The Treasury said on Wednesday it would increase the size of auctions at most maturities for the next three months, with two-year and five-year auctions hitting record sizes. The five-year auction in April, for $70bn, would be the biggest ever for debt with a maturity of two years or more.
The US has been increasing its borrowing over the past few quarters, as the gap between government spending and tax revenue has grown. The federal deficit stood at $1.7tn last year.
However, the Treasury added that it expected this to be the last increase in auctions of so-called coupons — as longer term bonds are known — for a while. Treasury bills, which have a maturity of less than two years, do not offer regular coupon payments.
“Based on current projected borrowing needs, Treasury does not anticipate needing to make any further increases in nominal coupon or FRN [floating rate note] auction sizes, beyond those being announced today, for at least the next several quarters,” it said.
To meet its borrowing needs, the auction sizes of the two- and five-year notes will increase by $3bn a month, the same pace of increase as last quarter. After a bigger initial jump in February, the 10- and 30-year auctions will grow by $2bn and $1bn respectively.
In its quarterly refunding auctions next week, the Treasury department will sell $121bn worth of debt, roughly in line with the expectations of primary dealers.

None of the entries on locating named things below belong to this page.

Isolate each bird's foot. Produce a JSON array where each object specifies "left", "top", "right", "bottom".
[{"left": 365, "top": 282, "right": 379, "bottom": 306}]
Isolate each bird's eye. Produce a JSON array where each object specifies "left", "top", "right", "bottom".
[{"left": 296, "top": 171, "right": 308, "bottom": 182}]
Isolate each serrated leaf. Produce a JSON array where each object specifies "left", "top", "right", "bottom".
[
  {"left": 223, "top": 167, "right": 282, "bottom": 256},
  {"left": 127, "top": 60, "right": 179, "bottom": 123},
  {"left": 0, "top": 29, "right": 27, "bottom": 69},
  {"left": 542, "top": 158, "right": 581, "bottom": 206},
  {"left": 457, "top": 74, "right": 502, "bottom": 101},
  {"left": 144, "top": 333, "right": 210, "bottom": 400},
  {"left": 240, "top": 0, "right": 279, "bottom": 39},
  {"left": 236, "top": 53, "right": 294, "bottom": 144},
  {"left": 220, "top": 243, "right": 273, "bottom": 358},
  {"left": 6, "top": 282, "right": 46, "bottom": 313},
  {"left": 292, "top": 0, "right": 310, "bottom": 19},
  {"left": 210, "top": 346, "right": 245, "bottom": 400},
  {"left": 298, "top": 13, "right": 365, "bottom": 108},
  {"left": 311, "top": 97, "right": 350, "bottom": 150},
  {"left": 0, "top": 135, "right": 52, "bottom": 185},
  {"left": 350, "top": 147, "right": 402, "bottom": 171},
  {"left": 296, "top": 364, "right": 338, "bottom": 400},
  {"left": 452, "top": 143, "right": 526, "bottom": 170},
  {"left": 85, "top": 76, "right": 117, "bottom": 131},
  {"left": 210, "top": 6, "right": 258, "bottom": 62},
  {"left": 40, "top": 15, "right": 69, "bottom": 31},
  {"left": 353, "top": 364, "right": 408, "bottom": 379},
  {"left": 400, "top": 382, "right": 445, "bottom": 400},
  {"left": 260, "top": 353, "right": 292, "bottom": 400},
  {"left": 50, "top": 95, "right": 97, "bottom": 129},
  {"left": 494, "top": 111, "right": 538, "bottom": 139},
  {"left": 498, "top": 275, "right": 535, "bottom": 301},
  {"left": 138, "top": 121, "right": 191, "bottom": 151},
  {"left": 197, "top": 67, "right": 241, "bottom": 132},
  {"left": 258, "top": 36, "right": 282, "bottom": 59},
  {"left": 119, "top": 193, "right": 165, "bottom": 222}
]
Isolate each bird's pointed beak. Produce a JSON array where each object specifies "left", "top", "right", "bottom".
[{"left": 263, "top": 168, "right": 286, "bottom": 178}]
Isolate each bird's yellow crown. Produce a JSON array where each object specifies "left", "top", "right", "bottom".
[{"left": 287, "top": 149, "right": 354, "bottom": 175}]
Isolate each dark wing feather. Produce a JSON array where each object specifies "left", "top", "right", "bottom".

Treasuries rose sharply in mid-morning trading in New York, with the two-year yield down 0.15 percentage points to 4.21 per cent. However traders attributed the moves to a lower than expected jobs number compiled by payroll processor ADP and jitters ahead of the Federal Reserve meeting later in the day.
Mike Riddell, a bond fund portfolio manager at Allianz Global Investors, said “supply dynamics are set to increasingly appear on investors’ radar in the lead up to the US election, not least because of the deficit increase on the back of [presidential hopeful Donald] Trump’s plans to take the corporate tax rate from 21 per cent to 15 per cent”.
However, investors are likely to welcome news that the Treasury does not expect to increase issuance again after this quarter, having faced three consecutive quarters of issuance increases.
“The good news is the projection that issuance has broadly peaked . . . The issuance story is still scary, but no more increases is a silver lining,” said Padhraic Garvey, head of research, Americas at ING.
The announcement comes just hours before the Fed’s policy meeting announcement, in which it is widely expected to keep interest rates at current levels.
Officials may address the bank’s quantitative tightening programme on Wednesday, after minutes from their last meeting showed some members had begun to discuss the possibility of an end to the policy.
The Fed is at present shrinking the size of its balance sheet, but could slow or end that process if market liquidity problems develop. The end of QT — alongside a halt to auction size increases — would alleviate some pressure on Treasury market investors to continue absorbing such high levels of debt.